Ether is the cryptocurrency Ethereum uses to build and maintain its network. In a similar way to how Bitcoin works, miners create Ether by creating blocks and solving puzzles, a technique known as mining.
Roughly every 15 seconds, a new block is added to the Ethereum blockchain, with the computer or miner that solves the puzzle at the heart of the block being rewarded with Ether.
Ethereum currently uses the same proof of work mining technique as Bitcoin. However, it has plans to move to a different technique known as proof of stake in an upgrade widely referred to as Ethereum 2.0.
How do you get hold of Ether?
You can buy Ether on a cryptocurrency exchange such as Coinbase or Binance, or (for the time being) you can become a miner yourself!
What applications have been built on Ethereum?
- 👥 Social Networks - Get paid for your posts on social media dapps.
- 📁 File Storage - Decentralized file storage as a fraction of the price.
- 💸 Overseas Payments - Dramatically reducing the cost of sending cash overseas.
- 💳 Payments Cards - Contactless debit card to pay in Ethereum and other cryptocurrencies.
- 👀 Online advertising - Cutting out the middlemen in online ads. Users get paid directly for watching online advertisements.

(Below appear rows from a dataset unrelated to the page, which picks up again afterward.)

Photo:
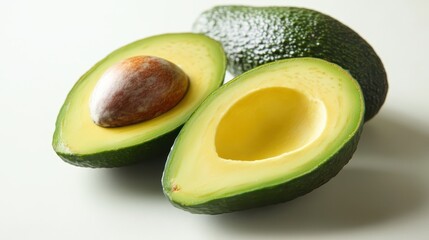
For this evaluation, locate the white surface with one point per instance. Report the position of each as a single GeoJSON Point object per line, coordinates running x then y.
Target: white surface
{"type": "Point", "coordinates": [46, 46]}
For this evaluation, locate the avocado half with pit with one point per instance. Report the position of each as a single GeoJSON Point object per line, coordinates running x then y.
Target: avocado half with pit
{"type": "Point", "coordinates": [270, 135]}
{"type": "Point", "coordinates": [79, 141]}
{"type": "Point", "coordinates": [252, 36]}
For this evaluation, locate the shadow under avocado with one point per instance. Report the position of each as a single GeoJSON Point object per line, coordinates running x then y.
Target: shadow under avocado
{"type": "Point", "coordinates": [361, 195]}
{"type": "Point", "coordinates": [139, 179]}
{"type": "Point", "coordinates": [392, 136]}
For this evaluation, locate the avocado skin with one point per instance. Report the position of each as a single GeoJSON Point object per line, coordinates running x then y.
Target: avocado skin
{"type": "Point", "coordinates": [282, 192]}
{"type": "Point", "coordinates": [126, 156]}
{"type": "Point", "coordinates": [252, 36]}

- 💱 Exchanges - Decentralized exchanges (DEXs) such as Uniswap enable users to trade cryptocurrencies peer-to-peer, without middlemen.
- 🏦 Loans - Blockchain backed loans with no credit checks.
The future of Ethereum
Ethereum wants to be the platform on which all decentralized apps get built. However, it has experienced some growing pains. One of the biggest challenges has been transaction speeds. In order for Ethereum to become the network for all decentralized applications, it has to be able to allow more transactions to happen at once. At present it handles 15 transactions per second, compared to Visa, which can handle up to 24,000 transactions in that time. Ethereum has a long way to go.
As a result of slow transaction speeds, users have historically been forced to pay high gas fees in order to force their transactions through. To speed up transaction times and reduce gas fees, developers have created scaling solutions such as Polygon and Arbitrum, which work by processing transactions off-chain before finalizing them on the main Ethereum blockchain.
In addition to moving the network to proof of stake, the upcoming Ethereum 2.0 upgrade seeks to address slow transaction speeds and gas fees.
Another challenge Ethereum faces is from so-called 'Ethereum killers'—other smart contract blockchains that seek to improve on Ethereum's limitations.
They include networks such as Solana, Cardano, Tezos and Polkadot. These networks are all trying to increase speed without compromising security. Whoever cracks that combination first will unlock the decentralized future.